Başarıyı yakaladığınız an yani o kolundan çektiğiniz an, bir cacık olmayacak. Başarısızlığın anlamını bilmeden başarının tadını, kokusunu, verdiği hissi anlayamazsınız. Bunu benim gibi parası olmayan, dışa bağımlı ülke gibi yaşayan arkadaşlarım başarısızlığın ne olduğunu belki bilebilir. Hepimizde hani şu filmde denildiği gibi 'dünya durana kadar sanki hiç durmaya niyeti yokmuş gibi yapacağız.' şeklinde bir tavır alıyoruz. Nitekim kendimize zarar veriyoruz. Bu şu bahsettiğim bahaneler aşamasıdır.

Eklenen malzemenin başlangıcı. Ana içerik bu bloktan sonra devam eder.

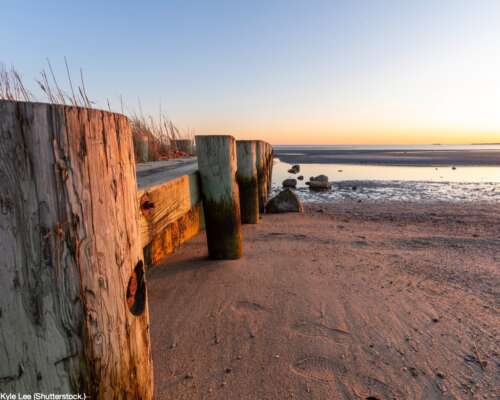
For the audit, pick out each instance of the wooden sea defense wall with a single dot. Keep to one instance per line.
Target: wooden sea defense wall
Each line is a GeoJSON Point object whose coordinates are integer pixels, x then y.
{"type": "Point", "coordinates": [170, 214]}
{"type": "Point", "coordinates": [73, 304]}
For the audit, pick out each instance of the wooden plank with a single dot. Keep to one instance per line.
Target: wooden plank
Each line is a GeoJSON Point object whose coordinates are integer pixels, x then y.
{"type": "Point", "coordinates": [165, 203]}
{"type": "Point", "coordinates": [176, 233]}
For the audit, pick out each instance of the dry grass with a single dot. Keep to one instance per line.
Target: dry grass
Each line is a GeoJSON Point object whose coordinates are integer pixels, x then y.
{"type": "Point", "coordinates": [158, 131]}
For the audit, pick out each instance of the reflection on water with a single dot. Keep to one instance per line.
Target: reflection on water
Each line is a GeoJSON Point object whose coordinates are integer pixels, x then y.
{"type": "Point", "coordinates": [378, 183]}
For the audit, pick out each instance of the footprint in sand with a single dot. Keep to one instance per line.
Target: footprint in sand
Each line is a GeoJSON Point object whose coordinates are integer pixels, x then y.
{"type": "Point", "coordinates": [311, 328]}
{"type": "Point", "coordinates": [319, 368]}
{"type": "Point", "coordinates": [250, 312]}
{"type": "Point", "coordinates": [247, 306]}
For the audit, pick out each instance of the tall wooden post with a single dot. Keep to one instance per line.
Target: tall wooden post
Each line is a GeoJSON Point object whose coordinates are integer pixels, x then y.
{"type": "Point", "coordinates": [247, 181]}
{"type": "Point", "coordinates": [270, 169]}
{"type": "Point", "coordinates": [221, 203]}
{"type": "Point", "coordinates": [73, 304]}
{"type": "Point", "coordinates": [143, 144]}
{"type": "Point", "coordinates": [184, 145]}
{"type": "Point", "coordinates": [261, 174]}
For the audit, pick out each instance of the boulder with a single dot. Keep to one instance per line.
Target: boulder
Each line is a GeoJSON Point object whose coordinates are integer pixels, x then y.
{"type": "Point", "coordinates": [319, 186]}
{"type": "Point", "coordinates": [285, 201]}
{"type": "Point", "coordinates": [319, 178]}
{"type": "Point", "coordinates": [290, 183]}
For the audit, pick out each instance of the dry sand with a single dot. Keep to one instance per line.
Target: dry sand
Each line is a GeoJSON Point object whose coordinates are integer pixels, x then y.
{"type": "Point", "coordinates": [347, 301]}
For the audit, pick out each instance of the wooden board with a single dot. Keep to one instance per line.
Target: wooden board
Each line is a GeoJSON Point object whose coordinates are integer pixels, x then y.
{"type": "Point", "coordinates": [166, 203]}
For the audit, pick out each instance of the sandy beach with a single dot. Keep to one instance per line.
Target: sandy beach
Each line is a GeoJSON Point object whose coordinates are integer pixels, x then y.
{"type": "Point", "coordinates": [435, 157]}
{"type": "Point", "coordinates": [346, 301]}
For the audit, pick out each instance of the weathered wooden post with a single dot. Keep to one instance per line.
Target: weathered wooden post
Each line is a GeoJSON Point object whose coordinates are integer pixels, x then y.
{"type": "Point", "coordinates": [247, 181]}
{"type": "Point", "coordinates": [184, 145]}
{"type": "Point", "coordinates": [73, 304]}
{"type": "Point", "coordinates": [221, 203]}
{"type": "Point", "coordinates": [270, 169]}
{"type": "Point", "coordinates": [143, 151]}
{"type": "Point", "coordinates": [261, 174]}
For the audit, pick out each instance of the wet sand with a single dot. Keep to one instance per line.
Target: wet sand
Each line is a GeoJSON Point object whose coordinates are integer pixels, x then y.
{"type": "Point", "coordinates": [347, 301]}
{"type": "Point", "coordinates": [390, 157]}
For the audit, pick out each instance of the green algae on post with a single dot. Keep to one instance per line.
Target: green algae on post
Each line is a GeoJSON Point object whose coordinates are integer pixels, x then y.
{"type": "Point", "coordinates": [247, 181]}
{"type": "Point", "coordinates": [221, 203]}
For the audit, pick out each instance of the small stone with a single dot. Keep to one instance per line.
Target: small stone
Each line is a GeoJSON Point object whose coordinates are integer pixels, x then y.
{"type": "Point", "coordinates": [285, 201]}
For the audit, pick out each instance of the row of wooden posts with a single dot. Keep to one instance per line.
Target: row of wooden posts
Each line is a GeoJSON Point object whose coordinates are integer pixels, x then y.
{"type": "Point", "coordinates": [73, 306]}
{"type": "Point", "coordinates": [235, 183]}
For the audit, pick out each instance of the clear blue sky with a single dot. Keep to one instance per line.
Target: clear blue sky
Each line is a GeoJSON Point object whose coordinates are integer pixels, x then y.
{"type": "Point", "coordinates": [289, 71]}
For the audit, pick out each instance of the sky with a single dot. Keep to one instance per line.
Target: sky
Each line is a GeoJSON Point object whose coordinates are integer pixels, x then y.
{"type": "Point", "coordinates": [289, 72]}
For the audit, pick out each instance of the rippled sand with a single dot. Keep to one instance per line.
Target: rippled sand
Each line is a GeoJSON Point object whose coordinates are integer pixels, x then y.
{"type": "Point", "coordinates": [388, 300]}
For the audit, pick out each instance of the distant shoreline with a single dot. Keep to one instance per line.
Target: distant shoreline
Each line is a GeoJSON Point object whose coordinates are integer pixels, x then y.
{"type": "Point", "coordinates": [302, 155]}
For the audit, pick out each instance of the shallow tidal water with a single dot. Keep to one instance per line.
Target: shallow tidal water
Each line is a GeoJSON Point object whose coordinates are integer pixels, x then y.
{"type": "Point", "coordinates": [395, 183]}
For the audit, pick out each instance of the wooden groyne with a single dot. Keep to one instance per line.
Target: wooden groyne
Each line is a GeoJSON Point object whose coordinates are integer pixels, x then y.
{"type": "Point", "coordinates": [77, 234]}
{"type": "Point", "coordinates": [73, 304]}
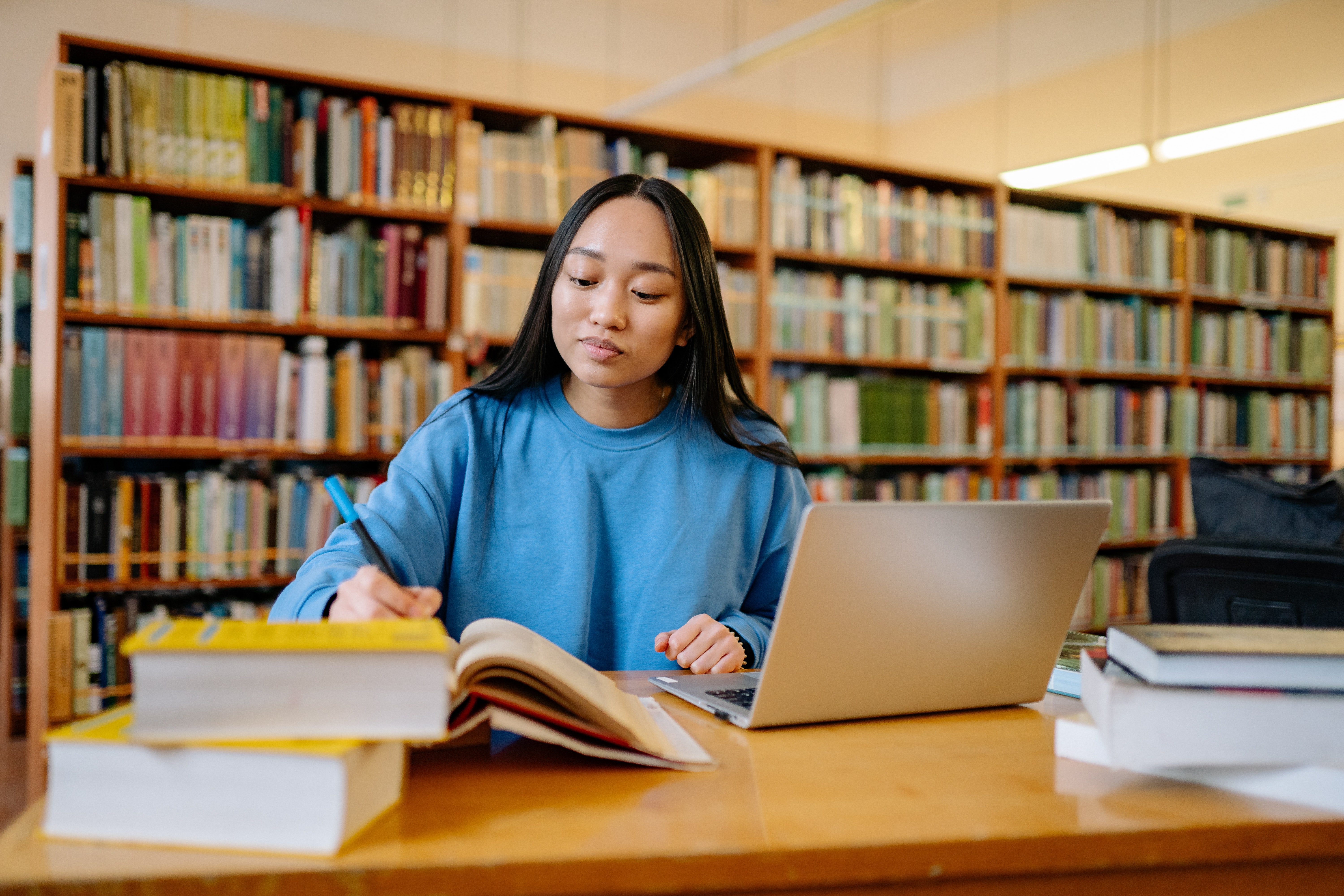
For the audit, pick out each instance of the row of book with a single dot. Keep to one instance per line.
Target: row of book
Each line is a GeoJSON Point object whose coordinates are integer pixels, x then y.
{"type": "Point", "coordinates": [123, 258]}
{"type": "Point", "coordinates": [881, 318]}
{"type": "Point", "coordinates": [1075, 331]}
{"type": "Point", "coordinates": [1251, 345]}
{"type": "Point", "coordinates": [1142, 499]}
{"type": "Point", "coordinates": [882, 414]}
{"type": "Point", "coordinates": [1116, 593]}
{"type": "Point", "coordinates": [1260, 424]}
{"type": "Point", "coordinates": [537, 174]}
{"type": "Point", "coordinates": [845, 215]}
{"type": "Point", "coordinates": [1236, 264]}
{"type": "Point", "coordinates": [958, 484]}
{"type": "Point", "coordinates": [167, 389]}
{"type": "Point", "coordinates": [1093, 245]}
{"type": "Point", "coordinates": [202, 526]}
{"type": "Point", "coordinates": [1054, 418]}
{"type": "Point", "coordinates": [498, 287]}
{"type": "Point", "coordinates": [226, 132]}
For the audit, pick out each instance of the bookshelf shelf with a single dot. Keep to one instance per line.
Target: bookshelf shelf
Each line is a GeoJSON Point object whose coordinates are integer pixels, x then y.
{"type": "Point", "coordinates": [179, 585]}
{"type": "Point", "coordinates": [217, 453]}
{"type": "Point", "coordinates": [264, 198]}
{"type": "Point", "coordinates": [56, 197]}
{"type": "Point", "coordinates": [1132, 377]}
{"type": "Point", "coordinates": [1093, 287]}
{"type": "Point", "coordinates": [368, 334]}
{"type": "Point", "coordinates": [1261, 306]}
{"type": "Point", "coordinates": [893, 460]}
{"type": "Point", "coordinates": [968, 369]}
{"type": "Point", "coordinates": [878, 265]}
{"type": "Point", "coordinates": [1249, 382]}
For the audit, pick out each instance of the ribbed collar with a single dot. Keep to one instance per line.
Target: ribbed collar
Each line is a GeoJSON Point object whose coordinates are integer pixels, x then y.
{"type": "Point", "coordinates": [630, 440]}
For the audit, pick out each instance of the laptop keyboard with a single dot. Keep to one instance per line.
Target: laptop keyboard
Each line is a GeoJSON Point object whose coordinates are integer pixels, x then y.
{"type": "Point", "coordinates": [739, 696]}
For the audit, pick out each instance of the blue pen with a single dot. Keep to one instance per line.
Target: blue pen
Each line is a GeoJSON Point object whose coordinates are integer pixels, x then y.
{"type": "Point", "coordinates": [347, 511]}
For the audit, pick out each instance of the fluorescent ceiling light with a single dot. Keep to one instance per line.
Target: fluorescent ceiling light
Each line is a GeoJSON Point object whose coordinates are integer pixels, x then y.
{"type": "Point", "coordinates": [1111, 162]}
{"type": "Point", "coordinates": [1251, 131]}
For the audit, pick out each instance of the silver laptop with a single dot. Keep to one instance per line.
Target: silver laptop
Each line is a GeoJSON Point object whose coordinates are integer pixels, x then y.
{"type": "Point", "coordinates": [904, 608]}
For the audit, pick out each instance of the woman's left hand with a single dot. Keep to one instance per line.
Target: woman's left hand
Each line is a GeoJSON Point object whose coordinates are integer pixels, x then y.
{"type": "Point", "coordinates": [702, 645]}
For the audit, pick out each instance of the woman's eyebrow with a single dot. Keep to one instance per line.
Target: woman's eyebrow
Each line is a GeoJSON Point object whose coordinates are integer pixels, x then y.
{"type": "Point", "coordinates": [650, 267]}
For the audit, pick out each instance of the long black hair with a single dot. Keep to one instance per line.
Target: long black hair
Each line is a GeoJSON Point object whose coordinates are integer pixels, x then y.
{"type": "Point", "coordinates": [705, 369]}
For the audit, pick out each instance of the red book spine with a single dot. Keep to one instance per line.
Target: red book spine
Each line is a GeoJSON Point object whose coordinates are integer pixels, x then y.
{"type": "Point", "coordinates": [165, 377]}
{"type": "Point", "coordinates": [393, 285]}
{"type": "Point", "coordinates": [233, 377]}
{"type": "Point", "coordinates": [135, 388]}
{"type": "Point", "coordinates": [189, 390]}
{"type": "Point", "coordinates": [369, 155]}
{"type": "Point", "coordinates": [205, 413]}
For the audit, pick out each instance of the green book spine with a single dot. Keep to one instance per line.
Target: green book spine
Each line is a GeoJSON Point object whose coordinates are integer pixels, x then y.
{"type": "Point", "coordinates": [140, 252]}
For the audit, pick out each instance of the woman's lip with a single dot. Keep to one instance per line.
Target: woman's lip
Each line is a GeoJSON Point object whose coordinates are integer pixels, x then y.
{"type": "Point", "coordinates": [600, 353]}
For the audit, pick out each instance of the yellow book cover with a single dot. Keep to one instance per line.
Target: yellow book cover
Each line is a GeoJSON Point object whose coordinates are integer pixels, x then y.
{"type": "Point", "coordinates": [380, 636]}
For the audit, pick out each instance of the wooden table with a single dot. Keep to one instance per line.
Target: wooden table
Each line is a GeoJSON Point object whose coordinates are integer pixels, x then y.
{"type": "Point", "coordinates": [971, 803]}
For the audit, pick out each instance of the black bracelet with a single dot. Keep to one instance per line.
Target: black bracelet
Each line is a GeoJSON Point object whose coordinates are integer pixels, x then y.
{"type": "Point", "coordinates": [749, 660]}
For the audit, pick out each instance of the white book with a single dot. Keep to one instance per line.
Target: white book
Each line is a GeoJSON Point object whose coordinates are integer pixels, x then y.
{"type": "Point", "coordinates": [124, 252]}
{"type": "Point", "coordinates": [170, 522]}
{"type": "Point", "coordinates": [287, 799]}
{"type": "Point", "coordinates": [338, 148]}
{"type": "Point", "coordinates": [283, 431]}
{"type": "Point", "coordinates": [312, 397]}
{"type": "Point", "coordinates": [221, 267]}
{"type": "Point", "coordinates": [1146, 726]}
{"type": "Point", "coordinates": [284, 512]}
{"type": "Point", "coordinates": [390, 406]}
{"type": "Point", "coordinates": [1319, 786]}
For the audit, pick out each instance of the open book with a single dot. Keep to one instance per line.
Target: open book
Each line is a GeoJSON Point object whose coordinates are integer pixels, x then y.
{"type": "Point", "coordinates": [515, 680]}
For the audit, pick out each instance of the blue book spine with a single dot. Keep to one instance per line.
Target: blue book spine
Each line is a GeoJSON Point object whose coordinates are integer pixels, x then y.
{"type": "Point", "coordinates": [299, 516]}
{"type": "Point", "coordinates": [116, 355]}
{"type": "Point", "coordinates": [181, 263]}
{"type": "Point", "coordinates": [237, 264]}
{"type": "Point", "coordinates": [93, 365]}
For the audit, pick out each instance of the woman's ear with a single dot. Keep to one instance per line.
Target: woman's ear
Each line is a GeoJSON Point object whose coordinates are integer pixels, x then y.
{"type": "Point", "coordinates": [686, 334]}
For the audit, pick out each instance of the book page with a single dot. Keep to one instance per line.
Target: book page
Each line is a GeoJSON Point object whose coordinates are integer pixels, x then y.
{"type": "Point", "coordinates": [491, 644]}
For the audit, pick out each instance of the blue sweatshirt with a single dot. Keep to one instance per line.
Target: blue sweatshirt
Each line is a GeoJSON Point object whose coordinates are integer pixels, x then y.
{"type": "Point", "coordinates": [597, 539]}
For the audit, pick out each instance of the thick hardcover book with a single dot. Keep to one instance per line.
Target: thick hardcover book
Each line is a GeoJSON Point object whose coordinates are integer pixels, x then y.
{"type": "Point", "coordinates": [233, 375]}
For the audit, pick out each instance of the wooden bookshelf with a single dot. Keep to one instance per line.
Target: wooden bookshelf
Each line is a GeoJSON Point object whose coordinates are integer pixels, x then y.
{"type": "Point", "coordinates": [685, 151]}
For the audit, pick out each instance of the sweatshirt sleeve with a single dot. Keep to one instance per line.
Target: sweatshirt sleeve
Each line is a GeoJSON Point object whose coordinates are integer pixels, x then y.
{"type": "Point", "coordinates": [411, 518]}
{"type": "Point", "coordinates": [756, 618]}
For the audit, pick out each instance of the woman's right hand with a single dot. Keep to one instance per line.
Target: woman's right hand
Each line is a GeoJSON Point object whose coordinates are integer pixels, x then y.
{"type": "Point", "coordinates": [372, 596]}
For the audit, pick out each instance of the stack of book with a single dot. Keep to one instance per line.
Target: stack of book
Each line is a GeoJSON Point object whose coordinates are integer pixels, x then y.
{"type": "Point", "coordinates": [1054, 418]}
{"type": "Point", "coordinates": [1234, 264]}
{"type": "Point", "coordinates": [739, 287]}
{"type": "Point", "coordinates": [958, 484]}
{"type": "Point", "coordinates": [214, 524]}
{"type": "Point", "coordinates": [1259, 424]}
{"type": "Point", "coordinates": [226, 132]}
{"type": "Point", "coordinates": [1252, 710]}
{"type": "Point", "coordinates": [1142, 500]}
{"type": "Point", "coordinates": [1093, 245]}
{"type": "Point", "coordinates": [845, 215]}
{"type": "Point", "coordinates": [1248, 345]}
{"type": "Point", "coordinates": [1075, 331]}
{"type": "Point", "coordinates": [498, 287]}
{"type": "Point", "coordinates": [946, 324]}
{"type": "Point", "coordinates": [884, 414]}
{"type": "Point", "coordinates": [292, 739]}
{"type": "Point", "coordinates": [124, 258]}
{"type": "Point", "coordinates": [233, 392]}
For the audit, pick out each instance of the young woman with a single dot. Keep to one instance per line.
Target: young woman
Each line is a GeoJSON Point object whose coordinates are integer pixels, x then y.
{"type": "Point", "coordinates": [611, 485]}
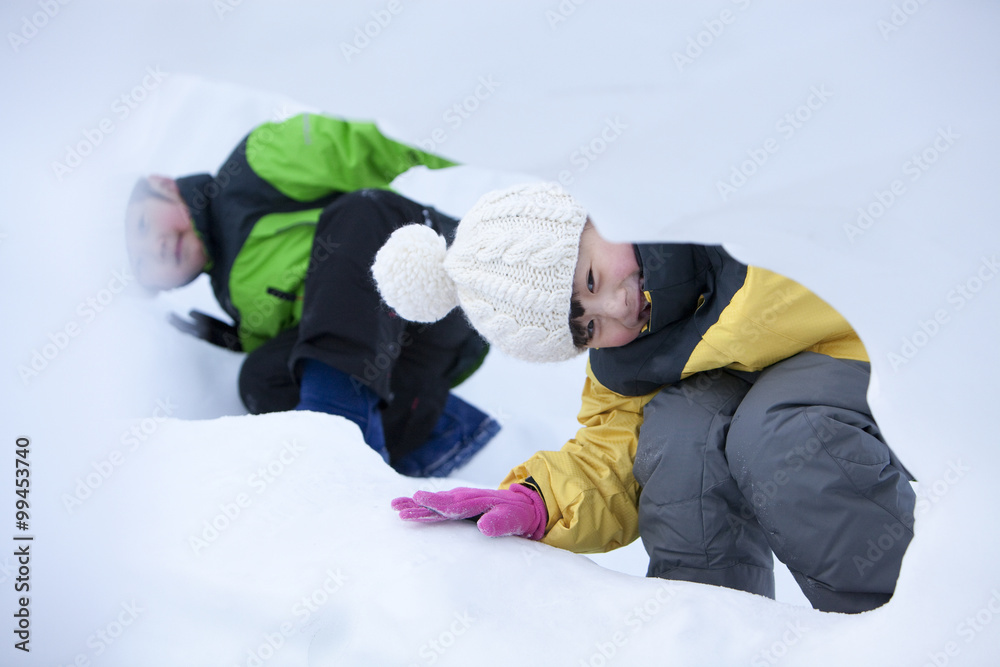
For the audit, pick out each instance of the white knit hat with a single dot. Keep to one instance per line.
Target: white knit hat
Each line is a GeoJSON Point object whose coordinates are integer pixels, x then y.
{"type": "Point", "coordinates": [510, 267]}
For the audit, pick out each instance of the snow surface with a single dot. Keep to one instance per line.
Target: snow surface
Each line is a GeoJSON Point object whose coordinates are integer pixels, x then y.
{"type": "Point", "coordinates": [892, 103]}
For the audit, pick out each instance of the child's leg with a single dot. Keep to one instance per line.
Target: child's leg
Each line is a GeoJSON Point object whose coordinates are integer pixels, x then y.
{"type": "Point", "coordinates": [693, 520]}
{"type": "Point", "coordinates": [808, 455]}
{"type": "Point", "coordinates": [325, 389]}
{"type": "Point", "coordinates": [460, 432]}
{"type": "Point", "coordinates": [429, 430]}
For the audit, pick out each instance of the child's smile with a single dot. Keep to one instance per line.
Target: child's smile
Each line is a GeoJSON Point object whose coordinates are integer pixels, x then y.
{"type": "Point", "coordinates": [608, 284]}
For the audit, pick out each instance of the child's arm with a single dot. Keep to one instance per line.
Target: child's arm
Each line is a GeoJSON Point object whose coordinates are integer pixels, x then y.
{"type": "Point", "coordinates": [310, 156]}
{"type": "Point", "coordinates": [587, 489]}
{"type": "Point", "coordinates": [590, 493]}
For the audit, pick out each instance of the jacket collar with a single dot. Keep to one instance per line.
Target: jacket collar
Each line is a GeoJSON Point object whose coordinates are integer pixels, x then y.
{"type": "Point", "coordinates": [192, 191]}
{"type": "Point", "coordinates": [675, 278]}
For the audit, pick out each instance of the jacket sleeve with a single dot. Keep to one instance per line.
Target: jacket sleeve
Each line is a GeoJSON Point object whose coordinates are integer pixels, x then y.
{"type": "Point", "coordinates": [588, 487]}
{"type": "Point", "coordinates": [310, 156]}
{"type": "Point", "coordinates": [771, 318]}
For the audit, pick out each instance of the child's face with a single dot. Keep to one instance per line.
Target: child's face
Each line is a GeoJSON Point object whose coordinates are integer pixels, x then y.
{"type": "Point", "coordinates": [608, 284]}
{"type": "Point", "coordinates": [163, 248]}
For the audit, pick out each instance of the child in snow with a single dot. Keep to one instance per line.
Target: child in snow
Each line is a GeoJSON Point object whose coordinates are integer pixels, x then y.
{"type": "Point", "coordinates": [724, 413]}
{"type": "Point", "coordinates": [287, 232]}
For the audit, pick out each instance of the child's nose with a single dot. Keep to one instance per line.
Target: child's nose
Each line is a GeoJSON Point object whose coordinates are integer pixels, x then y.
{"type": "Point", "coordinates": [615, 306]}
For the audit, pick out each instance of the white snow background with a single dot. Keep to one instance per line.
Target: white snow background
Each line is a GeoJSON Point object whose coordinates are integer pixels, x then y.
{"type": "Point", "coordinates": [808, 113]}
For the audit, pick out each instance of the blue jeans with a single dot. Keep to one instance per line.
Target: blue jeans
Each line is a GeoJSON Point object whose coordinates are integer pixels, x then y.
{"type": "Point", "coordinates": [461, 431]}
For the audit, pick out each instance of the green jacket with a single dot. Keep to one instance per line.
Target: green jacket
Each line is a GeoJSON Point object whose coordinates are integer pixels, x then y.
{"type": "Point", "coordinates": [257, 216]}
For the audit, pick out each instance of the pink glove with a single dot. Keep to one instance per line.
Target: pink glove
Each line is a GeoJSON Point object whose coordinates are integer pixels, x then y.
{"type": "Point", "coordinates": [514, 511]}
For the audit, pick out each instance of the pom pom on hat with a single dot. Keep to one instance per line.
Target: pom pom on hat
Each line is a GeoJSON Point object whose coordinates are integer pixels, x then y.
{"type": "Point", "coordinates": [409, 270]}
{"type": "Point", "coordinates": [510, 267]}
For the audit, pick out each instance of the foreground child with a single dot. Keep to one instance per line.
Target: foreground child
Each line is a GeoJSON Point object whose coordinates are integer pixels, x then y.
{"type": "Point", "coordinates": [287, 232]}
{"type": "Point", "coordinates": [724, 412]}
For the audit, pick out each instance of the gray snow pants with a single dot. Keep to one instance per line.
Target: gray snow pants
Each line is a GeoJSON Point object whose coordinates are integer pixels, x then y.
{"type": "Point", "coordinates": [736, 465]}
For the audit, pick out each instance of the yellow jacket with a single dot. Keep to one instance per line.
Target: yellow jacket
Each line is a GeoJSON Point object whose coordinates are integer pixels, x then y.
{"type": "Point", "coordinates": [588, 487]}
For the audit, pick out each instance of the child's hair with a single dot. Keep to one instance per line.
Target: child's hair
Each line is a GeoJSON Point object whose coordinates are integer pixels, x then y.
{"type": "Point", "coordinates": [578, 330]}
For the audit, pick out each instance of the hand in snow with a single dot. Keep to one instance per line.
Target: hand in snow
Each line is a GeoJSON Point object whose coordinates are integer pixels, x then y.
{"type": "Point", "coordinates": [514, 511]}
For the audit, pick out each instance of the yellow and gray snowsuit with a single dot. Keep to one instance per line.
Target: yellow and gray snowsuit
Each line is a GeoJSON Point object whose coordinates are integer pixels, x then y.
{"type": "Point", "coordinates": [736, 424]}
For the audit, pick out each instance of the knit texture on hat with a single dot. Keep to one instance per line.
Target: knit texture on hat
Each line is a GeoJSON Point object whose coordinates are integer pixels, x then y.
{"type": "Point", "coordinates": [510, 267]}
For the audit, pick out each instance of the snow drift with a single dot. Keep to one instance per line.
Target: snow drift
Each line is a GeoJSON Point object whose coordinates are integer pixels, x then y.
{"type": "Point", "coordinates": [849, 145]}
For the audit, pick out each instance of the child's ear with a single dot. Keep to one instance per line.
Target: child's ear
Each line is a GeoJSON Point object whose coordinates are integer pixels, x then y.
{"type": "Point", "coordinates": [163, 185]}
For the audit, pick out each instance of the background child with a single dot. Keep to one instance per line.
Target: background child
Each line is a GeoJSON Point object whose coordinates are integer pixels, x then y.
{"type": "Point", "coordinates": [724, 412]}
{"type": "Point", "coordinates": [287, 231]}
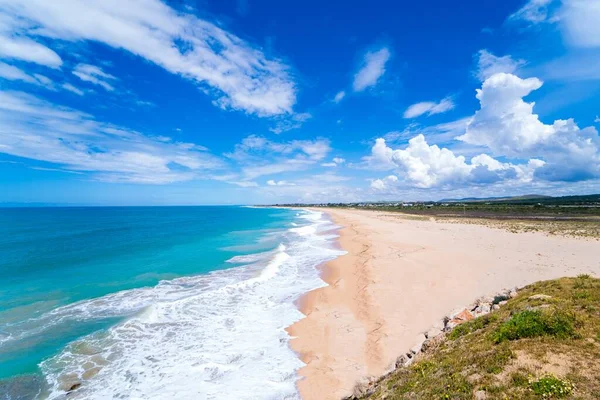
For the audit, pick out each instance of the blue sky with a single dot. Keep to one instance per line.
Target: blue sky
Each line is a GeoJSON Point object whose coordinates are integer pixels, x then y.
{"type": "Point", "coordinates": [248, 102]}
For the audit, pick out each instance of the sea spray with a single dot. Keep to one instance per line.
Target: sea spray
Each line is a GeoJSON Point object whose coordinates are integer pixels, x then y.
{"type": "Point", "coordinates": [215, 336]}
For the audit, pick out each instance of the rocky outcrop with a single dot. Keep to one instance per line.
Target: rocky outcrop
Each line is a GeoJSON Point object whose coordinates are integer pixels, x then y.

Destek yetersizse çare sensin. Senin yalnızlığın, senin korkun. Korkun seni ayakta tutar, yalnızlığın başının dik durmasını sağlar. Bunların toplamı size başarıyı verecektir. O yüzden başarısızlığımız olan başarıyı yakalayıp sıkıca bir kucaklayın. İsterseniz kanka olun. Ama kendiniz olmaya devam edin. Sonraki paragraflar günlüğümden bir parça gibi olacaktır keza bu yazıyı günlüğüme yazmak yerine buraya yazdım. Tabi buraya kadar olan kısmını.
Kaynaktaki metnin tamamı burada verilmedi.